Scenes of dialogue throughout these closing chapters emphasize the ongoing nature of Debbie and her friends’ Search for Meaning and Understanding. These conversations allow them to ask questions and conversationally explore new ideas. Debbie and Rowanne’s dialogue in Chapter 37 is particularly significant in this regard. The conversation begins with Debbie’s question about romance: “Do you think,” Debbie asks Rowanne, “that if someone comes into your life for a really short time and then disappears forever, that it counts” (310)? Debbie is thinking of her unrequited feelings for Peter, but her question inspires a more philosophical discussion about loneliness, companionship, feminism, and the future. The friends swap stories about different women’s romantic experiences—anecdotes that convey how cultural expectations threaten to dictate a woman’s self-worth. Their stories about Mrs. Szebo and Becky offer alternate representations of romance. For Mrs. Szebo, love came later in life and was fleeting. For Becky, love has been so elusive that she’s invented imaginary boyfriends to maintain her dignity.

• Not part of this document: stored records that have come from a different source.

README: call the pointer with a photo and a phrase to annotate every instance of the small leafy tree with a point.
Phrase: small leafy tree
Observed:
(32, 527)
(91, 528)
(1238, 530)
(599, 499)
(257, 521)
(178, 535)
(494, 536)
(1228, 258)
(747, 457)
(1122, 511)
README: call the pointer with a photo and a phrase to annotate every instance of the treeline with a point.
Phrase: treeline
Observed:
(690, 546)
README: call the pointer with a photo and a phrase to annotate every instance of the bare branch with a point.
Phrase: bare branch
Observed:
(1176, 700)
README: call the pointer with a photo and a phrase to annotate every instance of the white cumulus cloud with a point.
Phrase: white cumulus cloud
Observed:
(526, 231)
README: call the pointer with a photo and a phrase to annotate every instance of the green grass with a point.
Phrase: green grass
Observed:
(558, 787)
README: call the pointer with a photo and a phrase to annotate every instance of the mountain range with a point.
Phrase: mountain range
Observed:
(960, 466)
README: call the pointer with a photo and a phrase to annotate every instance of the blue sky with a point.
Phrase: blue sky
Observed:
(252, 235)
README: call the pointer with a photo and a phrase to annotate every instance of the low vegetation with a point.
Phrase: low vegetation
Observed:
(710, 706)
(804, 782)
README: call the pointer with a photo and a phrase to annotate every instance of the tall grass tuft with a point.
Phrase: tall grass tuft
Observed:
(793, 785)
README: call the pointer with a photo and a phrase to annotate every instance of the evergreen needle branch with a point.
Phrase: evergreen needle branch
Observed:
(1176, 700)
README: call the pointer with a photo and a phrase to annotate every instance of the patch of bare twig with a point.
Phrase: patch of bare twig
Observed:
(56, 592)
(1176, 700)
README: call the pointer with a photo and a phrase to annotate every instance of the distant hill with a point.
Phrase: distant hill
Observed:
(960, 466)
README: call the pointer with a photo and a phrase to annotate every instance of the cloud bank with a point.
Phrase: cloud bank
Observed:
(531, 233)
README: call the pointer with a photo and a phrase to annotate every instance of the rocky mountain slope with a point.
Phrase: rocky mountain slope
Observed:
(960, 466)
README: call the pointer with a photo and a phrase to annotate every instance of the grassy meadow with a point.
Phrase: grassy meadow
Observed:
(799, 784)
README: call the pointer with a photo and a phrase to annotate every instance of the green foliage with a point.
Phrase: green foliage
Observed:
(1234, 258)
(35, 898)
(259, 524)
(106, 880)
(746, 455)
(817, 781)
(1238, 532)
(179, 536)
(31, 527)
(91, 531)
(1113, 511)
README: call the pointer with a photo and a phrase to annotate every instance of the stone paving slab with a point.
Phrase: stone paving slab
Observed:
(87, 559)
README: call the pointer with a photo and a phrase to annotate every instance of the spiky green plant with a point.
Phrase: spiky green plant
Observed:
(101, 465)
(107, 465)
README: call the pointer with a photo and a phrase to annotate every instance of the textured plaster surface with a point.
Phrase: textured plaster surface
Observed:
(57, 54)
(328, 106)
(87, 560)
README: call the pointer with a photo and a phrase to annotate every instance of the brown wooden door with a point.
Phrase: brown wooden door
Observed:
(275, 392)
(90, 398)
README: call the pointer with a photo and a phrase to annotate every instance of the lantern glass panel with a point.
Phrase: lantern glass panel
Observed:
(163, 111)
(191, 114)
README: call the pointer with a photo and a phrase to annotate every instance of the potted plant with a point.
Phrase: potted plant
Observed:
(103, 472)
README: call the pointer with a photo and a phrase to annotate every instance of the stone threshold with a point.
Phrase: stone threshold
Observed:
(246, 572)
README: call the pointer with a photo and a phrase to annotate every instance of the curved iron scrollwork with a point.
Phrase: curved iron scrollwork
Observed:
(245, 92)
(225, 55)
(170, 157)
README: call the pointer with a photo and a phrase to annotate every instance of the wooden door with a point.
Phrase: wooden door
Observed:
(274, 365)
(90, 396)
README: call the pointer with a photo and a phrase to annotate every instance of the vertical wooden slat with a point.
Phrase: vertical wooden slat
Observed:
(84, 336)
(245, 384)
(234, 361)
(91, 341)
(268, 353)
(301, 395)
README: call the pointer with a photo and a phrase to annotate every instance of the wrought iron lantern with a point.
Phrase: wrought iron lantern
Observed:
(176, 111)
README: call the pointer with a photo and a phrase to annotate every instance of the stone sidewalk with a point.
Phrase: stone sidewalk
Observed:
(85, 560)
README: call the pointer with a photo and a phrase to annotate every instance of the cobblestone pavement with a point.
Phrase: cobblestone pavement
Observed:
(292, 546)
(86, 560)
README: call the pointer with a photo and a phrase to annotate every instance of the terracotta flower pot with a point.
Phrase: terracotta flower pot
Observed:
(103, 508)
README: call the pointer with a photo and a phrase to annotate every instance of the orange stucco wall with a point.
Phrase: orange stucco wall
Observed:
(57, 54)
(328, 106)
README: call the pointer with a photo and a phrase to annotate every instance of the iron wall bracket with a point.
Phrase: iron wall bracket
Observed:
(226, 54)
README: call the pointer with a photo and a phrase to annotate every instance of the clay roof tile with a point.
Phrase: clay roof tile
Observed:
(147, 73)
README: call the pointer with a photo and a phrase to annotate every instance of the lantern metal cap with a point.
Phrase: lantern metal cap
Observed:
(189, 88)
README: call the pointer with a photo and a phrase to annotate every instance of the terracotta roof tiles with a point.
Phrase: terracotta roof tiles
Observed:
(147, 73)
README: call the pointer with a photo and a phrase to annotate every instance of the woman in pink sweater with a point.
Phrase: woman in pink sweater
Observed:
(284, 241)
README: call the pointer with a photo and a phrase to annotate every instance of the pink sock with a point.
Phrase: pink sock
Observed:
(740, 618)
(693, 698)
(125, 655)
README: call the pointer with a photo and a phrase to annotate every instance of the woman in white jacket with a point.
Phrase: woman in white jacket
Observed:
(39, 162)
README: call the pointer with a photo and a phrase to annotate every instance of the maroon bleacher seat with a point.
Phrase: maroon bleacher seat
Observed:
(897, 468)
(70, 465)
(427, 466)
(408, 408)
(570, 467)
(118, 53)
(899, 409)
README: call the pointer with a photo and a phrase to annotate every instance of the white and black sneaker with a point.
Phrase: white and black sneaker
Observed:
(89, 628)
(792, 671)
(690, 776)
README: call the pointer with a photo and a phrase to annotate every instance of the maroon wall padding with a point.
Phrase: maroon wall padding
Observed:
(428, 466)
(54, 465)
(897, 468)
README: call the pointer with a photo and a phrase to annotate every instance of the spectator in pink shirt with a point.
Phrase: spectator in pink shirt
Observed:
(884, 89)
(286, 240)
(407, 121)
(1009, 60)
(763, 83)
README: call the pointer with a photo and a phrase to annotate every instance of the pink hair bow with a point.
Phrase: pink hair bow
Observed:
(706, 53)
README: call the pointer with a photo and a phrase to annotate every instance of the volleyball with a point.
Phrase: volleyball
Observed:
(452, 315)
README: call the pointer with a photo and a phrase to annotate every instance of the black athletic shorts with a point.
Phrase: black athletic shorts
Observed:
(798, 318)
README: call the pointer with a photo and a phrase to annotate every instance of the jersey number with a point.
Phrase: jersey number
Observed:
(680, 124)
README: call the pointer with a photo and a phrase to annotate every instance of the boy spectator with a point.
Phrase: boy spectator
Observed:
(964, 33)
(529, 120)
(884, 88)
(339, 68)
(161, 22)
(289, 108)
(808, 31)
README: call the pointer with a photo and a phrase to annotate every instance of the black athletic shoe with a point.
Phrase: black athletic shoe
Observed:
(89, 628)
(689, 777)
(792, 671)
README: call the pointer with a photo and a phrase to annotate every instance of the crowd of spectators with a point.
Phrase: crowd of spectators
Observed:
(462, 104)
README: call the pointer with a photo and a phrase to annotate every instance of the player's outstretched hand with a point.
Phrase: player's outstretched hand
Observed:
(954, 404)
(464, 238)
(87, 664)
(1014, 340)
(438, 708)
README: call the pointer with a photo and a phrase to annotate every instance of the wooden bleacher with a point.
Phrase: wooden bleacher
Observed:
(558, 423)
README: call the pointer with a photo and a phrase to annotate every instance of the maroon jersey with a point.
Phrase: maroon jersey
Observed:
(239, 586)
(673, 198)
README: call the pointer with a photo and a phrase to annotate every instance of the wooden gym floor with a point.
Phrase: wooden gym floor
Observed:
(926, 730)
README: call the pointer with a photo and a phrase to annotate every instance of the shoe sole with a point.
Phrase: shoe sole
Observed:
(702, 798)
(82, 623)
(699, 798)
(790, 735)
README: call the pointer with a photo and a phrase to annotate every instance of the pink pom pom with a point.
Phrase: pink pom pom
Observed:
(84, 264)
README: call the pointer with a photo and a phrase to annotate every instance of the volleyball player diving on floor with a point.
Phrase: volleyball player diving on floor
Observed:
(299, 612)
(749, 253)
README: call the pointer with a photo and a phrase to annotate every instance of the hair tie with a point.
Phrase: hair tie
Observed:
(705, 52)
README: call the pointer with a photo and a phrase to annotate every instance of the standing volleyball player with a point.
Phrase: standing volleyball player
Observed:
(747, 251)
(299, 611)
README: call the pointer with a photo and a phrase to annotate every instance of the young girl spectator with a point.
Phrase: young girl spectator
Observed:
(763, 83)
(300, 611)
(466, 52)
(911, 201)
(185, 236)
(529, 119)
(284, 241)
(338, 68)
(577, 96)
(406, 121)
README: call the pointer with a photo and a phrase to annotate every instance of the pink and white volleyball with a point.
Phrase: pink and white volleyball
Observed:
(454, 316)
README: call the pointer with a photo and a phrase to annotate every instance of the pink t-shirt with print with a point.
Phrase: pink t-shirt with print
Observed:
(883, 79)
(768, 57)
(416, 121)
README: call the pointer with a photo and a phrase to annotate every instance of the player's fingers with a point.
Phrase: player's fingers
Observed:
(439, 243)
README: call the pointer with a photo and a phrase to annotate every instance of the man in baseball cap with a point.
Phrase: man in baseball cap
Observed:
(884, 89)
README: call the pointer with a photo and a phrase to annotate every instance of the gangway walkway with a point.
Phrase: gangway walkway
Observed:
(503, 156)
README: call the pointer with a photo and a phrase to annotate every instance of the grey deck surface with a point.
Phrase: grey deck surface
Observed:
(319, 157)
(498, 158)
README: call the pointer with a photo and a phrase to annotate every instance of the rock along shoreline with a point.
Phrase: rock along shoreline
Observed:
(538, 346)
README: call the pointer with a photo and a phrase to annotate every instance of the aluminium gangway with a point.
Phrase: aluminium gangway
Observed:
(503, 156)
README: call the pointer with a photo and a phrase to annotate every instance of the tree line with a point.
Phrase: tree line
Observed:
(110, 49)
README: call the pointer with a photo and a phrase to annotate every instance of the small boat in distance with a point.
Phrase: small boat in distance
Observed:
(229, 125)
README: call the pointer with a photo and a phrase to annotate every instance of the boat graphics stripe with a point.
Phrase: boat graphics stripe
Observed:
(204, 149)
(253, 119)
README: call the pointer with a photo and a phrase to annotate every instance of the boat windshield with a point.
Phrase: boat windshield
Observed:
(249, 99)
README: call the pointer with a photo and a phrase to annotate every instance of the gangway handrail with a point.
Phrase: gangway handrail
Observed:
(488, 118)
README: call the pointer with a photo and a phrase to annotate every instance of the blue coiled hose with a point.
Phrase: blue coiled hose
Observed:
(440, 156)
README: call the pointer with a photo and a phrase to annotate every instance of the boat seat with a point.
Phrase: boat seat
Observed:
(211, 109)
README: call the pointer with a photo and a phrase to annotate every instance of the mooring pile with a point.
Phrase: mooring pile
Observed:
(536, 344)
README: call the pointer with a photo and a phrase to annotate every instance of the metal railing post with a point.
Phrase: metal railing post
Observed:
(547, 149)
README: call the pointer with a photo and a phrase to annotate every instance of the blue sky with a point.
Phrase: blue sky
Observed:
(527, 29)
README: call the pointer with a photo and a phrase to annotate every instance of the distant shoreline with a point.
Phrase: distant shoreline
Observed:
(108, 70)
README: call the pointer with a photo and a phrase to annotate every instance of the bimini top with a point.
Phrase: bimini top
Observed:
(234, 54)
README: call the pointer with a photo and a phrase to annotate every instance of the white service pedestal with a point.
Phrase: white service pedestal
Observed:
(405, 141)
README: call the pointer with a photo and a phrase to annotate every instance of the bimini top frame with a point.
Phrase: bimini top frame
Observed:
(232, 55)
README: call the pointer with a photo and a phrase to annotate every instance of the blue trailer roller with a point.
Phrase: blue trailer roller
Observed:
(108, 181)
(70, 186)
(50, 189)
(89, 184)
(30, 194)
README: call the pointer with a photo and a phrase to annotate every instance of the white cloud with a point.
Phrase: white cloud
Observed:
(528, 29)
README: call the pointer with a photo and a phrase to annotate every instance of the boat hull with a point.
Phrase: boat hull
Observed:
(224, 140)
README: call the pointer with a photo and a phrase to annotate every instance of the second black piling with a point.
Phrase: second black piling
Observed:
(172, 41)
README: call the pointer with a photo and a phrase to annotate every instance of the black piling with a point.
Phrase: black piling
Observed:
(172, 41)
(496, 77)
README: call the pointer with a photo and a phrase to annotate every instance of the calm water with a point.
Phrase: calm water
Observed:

These stories help Debbie and Rowanne to process how a woman’s self-worth has been societally tied to her relationship status. In discussing these cultural trends, the friends are asking questions about their own meaning and purpose.
The images of the lightning bugs in the novel’s final chapter provide insight into Debbie’s adolescent Journey Towards Self-Discovery. The image of her studying the insects in the jar is a metaphor for her own experience:
Between deliveries she watched the bugs crawl and flutter around inside the jar, searching for the exit. It seemed cruel to keep them in there when it was so obvious that they wanted to get out. But she told herself that once they were free, their small, basic brains would probably have no memory of being imprisoned (326).
The insects move in the jar the same way that Debbie’s mind and heart have been moving throughout the novel. The reference to crawling and fluttering evokes notions of restlessness and searching. The allusions to entrapment echo Debbie’s frustrated feelings with her ordinary life in Seldem. However, Debbie realizes that once the bugs are free, they won’t remember this period of powerlessness. This revelation suggests that Debbie will also escape and grow beyond her Seldem hometown reality in the future. Her ability to make this conclusion about the insects captures her personal growth.